We packed every minute of that week with laughter and fun. Daddy filled a hole we’d all felt but hadn’t been able to explain. He was the missing piece of Uncle Arthur’s jigsaw puzzle and Elsie’s lost button. He was Aunt Polly’s stray earring and Mummy’s misplaced glove. He was the lines I’d forgotten in the recital at school. Everything was right with him here. Everything was complete.
Which is why it was always going to be unbearable to say good-bye again.
We spent his final morning together at the beck, pulling faces at our reflections in the water and making each other laugh. The stream laughed with us, capturing our giggles in its gentle chatter as it meandered along. I buried my face in the warmth of his neck, breathing in the scent and feeling the shape of him, so that I wouldn’t forget.
“I’m very proud of you, Frances. Very proud of the way you’ve settled in here.” My heart swelled with pride as he spoke. “And as for fairies at the bottom of the garden,” he added, lowering his voice to a whisper, “I believe you. Don’t ever let anyone tell you they’re not real. Don’t let anyone take that away from you.”
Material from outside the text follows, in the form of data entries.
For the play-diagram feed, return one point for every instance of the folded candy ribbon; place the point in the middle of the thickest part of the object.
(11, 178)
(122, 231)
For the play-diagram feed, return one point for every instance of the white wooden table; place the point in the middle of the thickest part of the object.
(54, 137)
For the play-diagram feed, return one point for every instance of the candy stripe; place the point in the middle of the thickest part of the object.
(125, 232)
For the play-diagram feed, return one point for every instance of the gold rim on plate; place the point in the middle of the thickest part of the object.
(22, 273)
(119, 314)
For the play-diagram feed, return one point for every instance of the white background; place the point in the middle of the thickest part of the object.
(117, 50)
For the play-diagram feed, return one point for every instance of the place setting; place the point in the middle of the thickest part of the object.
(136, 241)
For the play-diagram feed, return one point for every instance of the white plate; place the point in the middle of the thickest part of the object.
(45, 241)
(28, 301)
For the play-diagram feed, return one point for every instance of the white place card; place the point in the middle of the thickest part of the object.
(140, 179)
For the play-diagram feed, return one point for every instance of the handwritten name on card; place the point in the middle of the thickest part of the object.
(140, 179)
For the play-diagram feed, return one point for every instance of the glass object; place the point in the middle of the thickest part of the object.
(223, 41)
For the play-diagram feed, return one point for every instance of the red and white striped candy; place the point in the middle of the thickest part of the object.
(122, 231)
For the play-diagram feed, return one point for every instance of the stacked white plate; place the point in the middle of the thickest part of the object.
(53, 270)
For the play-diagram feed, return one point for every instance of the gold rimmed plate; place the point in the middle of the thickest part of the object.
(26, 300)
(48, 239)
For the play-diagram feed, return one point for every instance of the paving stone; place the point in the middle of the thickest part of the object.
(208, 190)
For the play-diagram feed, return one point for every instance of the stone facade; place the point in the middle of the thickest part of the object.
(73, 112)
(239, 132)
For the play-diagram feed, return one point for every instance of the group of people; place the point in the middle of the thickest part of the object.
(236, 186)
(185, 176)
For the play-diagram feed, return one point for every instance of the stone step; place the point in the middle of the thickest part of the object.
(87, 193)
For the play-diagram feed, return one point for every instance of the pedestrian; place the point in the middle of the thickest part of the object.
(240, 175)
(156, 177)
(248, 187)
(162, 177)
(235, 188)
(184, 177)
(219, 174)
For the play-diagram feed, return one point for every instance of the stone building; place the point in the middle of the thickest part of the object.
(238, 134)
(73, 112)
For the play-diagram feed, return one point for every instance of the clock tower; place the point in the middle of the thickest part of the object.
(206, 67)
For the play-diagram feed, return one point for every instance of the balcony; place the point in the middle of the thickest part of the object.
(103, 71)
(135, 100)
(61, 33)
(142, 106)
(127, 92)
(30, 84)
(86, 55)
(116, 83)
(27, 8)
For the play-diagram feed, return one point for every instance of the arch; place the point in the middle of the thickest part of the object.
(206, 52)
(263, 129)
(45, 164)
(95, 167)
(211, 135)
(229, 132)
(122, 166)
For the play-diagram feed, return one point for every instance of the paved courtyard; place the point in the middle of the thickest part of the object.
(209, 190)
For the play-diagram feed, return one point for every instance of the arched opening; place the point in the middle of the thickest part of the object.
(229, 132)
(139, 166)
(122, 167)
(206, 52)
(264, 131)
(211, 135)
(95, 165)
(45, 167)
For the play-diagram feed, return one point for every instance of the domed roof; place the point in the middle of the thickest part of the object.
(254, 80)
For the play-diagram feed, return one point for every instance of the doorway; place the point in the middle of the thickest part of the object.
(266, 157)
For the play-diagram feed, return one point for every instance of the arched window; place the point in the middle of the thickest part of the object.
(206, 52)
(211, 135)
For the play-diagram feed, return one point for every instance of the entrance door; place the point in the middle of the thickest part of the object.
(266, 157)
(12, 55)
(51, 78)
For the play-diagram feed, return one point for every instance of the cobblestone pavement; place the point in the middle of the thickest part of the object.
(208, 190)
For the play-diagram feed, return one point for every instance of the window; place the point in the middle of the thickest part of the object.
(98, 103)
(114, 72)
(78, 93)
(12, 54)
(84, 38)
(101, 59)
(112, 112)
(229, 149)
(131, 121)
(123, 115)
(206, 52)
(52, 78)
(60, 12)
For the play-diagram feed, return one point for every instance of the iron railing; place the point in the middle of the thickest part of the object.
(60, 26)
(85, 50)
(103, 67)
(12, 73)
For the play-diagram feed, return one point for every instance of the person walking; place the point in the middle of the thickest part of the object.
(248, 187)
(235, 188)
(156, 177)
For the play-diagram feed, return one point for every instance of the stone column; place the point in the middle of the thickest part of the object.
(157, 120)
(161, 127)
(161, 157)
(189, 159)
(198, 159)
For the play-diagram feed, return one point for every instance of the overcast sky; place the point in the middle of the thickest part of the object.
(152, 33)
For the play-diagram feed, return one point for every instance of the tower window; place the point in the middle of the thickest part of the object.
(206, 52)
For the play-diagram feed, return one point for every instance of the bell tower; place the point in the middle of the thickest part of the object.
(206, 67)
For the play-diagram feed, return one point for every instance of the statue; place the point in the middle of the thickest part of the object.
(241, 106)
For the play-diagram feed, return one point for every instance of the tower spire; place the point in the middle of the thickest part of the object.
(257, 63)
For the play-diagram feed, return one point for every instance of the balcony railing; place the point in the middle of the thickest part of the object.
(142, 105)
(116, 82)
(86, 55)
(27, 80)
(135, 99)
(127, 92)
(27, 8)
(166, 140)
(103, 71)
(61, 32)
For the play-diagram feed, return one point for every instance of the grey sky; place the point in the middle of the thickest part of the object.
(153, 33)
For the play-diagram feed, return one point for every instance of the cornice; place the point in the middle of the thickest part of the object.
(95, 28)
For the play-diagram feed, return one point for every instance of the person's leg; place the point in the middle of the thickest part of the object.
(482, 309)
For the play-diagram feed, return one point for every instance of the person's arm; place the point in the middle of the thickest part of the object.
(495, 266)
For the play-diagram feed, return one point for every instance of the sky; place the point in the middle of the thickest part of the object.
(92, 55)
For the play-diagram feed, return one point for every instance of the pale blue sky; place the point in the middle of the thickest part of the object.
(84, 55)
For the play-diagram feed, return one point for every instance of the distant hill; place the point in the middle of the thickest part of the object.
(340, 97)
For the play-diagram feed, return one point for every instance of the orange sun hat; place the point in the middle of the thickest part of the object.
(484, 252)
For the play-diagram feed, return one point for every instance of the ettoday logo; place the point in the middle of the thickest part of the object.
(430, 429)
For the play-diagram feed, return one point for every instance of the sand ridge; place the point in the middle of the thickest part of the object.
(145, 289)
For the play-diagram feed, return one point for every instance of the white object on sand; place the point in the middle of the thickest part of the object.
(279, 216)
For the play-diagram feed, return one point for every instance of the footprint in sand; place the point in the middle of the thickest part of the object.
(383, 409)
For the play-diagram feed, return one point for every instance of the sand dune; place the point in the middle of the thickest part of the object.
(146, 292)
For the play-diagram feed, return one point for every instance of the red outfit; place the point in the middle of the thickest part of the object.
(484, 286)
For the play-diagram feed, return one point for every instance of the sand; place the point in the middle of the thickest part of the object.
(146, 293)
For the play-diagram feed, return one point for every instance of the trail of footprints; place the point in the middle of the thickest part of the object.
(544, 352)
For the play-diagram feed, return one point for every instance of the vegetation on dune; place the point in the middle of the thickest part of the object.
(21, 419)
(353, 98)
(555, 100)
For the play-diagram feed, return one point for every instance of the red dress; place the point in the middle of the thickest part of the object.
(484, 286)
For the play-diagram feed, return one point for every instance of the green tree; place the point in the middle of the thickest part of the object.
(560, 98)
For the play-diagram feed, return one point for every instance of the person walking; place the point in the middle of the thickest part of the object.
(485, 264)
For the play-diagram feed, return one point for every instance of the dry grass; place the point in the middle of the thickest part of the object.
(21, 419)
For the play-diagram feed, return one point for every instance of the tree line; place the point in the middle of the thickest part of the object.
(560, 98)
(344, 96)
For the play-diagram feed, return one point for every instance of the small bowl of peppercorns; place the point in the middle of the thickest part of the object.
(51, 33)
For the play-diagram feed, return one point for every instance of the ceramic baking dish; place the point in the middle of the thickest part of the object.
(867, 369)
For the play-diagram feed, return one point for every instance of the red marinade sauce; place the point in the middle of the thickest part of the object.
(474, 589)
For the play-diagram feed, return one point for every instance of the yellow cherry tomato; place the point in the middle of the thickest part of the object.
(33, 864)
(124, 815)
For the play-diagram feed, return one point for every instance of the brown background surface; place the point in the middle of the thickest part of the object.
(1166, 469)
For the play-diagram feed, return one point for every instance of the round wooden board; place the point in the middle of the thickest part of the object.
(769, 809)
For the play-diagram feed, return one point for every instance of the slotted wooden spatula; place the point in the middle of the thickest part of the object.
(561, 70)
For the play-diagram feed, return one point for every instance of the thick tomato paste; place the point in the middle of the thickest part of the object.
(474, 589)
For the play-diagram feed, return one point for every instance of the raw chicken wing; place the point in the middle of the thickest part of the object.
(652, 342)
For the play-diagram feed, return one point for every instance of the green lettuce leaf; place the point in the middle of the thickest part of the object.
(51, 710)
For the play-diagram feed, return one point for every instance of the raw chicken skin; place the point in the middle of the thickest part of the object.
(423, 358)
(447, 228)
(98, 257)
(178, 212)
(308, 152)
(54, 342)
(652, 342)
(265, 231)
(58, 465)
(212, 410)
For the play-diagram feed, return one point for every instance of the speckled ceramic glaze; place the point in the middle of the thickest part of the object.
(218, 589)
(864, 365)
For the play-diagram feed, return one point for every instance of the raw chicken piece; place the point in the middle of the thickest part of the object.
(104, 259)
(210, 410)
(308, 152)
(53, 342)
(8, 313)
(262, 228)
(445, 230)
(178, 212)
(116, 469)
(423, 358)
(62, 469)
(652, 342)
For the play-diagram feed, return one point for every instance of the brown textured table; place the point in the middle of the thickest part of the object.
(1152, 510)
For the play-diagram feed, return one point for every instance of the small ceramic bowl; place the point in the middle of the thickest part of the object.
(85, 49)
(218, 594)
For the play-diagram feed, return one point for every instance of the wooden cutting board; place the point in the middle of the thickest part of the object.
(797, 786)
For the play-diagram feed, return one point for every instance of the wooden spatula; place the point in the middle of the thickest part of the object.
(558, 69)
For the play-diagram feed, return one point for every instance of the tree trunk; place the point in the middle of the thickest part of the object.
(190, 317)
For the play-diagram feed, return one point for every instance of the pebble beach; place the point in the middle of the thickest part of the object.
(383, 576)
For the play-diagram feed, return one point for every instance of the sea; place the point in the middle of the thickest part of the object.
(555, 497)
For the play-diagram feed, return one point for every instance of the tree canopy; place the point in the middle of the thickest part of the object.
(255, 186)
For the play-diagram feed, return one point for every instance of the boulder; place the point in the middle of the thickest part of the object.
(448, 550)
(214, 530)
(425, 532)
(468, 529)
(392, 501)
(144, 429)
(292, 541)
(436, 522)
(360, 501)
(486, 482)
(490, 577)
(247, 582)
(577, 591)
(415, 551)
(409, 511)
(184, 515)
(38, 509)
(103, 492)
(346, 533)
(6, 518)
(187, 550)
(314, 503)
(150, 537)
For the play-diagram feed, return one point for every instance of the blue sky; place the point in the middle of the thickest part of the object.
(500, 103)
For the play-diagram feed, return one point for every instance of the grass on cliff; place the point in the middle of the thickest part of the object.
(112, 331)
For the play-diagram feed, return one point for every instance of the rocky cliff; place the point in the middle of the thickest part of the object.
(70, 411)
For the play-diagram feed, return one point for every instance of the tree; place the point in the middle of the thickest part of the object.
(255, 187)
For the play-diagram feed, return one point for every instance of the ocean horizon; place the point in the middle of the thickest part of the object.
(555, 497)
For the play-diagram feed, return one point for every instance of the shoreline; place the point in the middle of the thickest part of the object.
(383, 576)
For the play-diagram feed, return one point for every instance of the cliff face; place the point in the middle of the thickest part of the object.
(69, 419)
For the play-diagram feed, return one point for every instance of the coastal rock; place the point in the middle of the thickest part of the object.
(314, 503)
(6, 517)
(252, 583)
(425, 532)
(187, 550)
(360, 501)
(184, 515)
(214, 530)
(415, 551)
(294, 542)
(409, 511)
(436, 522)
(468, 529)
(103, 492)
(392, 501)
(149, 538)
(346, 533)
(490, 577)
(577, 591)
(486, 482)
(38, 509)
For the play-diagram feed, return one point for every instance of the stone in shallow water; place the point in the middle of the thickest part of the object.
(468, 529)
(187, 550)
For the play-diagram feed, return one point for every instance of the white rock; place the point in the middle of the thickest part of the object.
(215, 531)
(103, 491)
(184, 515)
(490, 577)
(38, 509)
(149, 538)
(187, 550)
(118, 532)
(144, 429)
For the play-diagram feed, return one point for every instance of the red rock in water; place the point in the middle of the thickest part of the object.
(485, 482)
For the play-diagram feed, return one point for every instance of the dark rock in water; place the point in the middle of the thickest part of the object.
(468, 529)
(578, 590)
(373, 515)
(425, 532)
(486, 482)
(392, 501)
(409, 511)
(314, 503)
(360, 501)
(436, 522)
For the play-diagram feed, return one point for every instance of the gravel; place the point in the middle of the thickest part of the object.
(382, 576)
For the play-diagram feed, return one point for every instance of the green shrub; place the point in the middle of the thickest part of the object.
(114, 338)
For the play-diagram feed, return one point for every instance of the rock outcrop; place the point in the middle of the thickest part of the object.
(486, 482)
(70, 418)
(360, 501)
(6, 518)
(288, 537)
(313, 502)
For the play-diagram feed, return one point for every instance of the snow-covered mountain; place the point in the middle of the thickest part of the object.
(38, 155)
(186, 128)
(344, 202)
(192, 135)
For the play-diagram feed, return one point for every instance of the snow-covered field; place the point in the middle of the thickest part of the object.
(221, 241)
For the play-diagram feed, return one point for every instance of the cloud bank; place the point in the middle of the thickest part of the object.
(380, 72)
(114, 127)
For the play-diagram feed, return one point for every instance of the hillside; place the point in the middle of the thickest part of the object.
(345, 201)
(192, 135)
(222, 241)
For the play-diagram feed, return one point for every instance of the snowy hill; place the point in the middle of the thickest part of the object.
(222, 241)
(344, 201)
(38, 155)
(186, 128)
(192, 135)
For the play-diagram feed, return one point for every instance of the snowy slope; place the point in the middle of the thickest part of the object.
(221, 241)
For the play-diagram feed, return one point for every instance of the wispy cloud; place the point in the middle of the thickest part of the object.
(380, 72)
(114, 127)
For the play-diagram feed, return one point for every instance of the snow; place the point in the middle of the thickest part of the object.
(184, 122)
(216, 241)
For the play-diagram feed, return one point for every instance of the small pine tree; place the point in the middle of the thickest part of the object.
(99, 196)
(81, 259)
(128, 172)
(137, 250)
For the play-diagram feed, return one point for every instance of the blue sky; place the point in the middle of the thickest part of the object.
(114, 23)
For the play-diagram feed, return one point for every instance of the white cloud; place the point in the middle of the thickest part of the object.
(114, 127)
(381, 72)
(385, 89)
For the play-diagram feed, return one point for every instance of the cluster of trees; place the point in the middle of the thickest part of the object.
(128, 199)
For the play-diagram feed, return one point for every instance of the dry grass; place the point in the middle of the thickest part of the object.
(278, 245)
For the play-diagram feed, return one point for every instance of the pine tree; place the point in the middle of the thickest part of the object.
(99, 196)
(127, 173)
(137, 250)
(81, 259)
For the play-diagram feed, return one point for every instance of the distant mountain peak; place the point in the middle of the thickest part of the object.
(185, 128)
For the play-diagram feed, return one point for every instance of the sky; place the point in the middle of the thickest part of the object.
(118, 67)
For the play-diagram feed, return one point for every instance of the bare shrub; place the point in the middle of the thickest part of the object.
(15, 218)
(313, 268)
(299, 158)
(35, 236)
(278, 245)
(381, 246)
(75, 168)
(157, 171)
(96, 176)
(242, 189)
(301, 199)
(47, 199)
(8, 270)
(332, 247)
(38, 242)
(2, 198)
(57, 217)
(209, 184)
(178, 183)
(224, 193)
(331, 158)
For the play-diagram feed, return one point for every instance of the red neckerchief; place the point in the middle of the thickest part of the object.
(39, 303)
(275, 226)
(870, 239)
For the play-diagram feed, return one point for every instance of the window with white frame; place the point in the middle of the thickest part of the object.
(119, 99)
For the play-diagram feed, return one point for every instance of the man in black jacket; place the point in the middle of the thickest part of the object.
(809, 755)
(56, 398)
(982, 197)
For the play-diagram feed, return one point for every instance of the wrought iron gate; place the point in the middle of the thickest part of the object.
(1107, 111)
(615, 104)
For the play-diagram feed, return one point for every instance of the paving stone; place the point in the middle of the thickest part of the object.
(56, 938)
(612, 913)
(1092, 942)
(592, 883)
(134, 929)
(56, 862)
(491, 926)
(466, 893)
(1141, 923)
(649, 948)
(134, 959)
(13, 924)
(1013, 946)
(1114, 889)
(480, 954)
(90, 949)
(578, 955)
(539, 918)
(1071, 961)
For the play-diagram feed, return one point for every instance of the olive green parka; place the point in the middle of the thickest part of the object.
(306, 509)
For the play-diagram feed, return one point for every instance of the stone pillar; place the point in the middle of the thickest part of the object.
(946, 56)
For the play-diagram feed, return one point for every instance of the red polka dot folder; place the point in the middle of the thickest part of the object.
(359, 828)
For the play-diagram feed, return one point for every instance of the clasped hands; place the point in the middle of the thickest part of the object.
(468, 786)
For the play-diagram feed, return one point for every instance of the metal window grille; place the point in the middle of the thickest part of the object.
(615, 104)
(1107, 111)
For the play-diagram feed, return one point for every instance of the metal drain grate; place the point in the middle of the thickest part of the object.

I stored his words away in my heart, to treasure like precious jewels.
“The war will be over soon, and I’ll be back for good. I promise.” He made me look into his eyes. “You believe me, don’t you?”
“Yes, Daddy. I do.”
As the sun sank low behind the horizon that night, I thought of all the poor children whose daddies had never come home, not even for a week, and I was so grateful to have had this time with him, even if it broke my heart to lose him again so soon.
I cried myself to sleep that night as Elsie held my hand.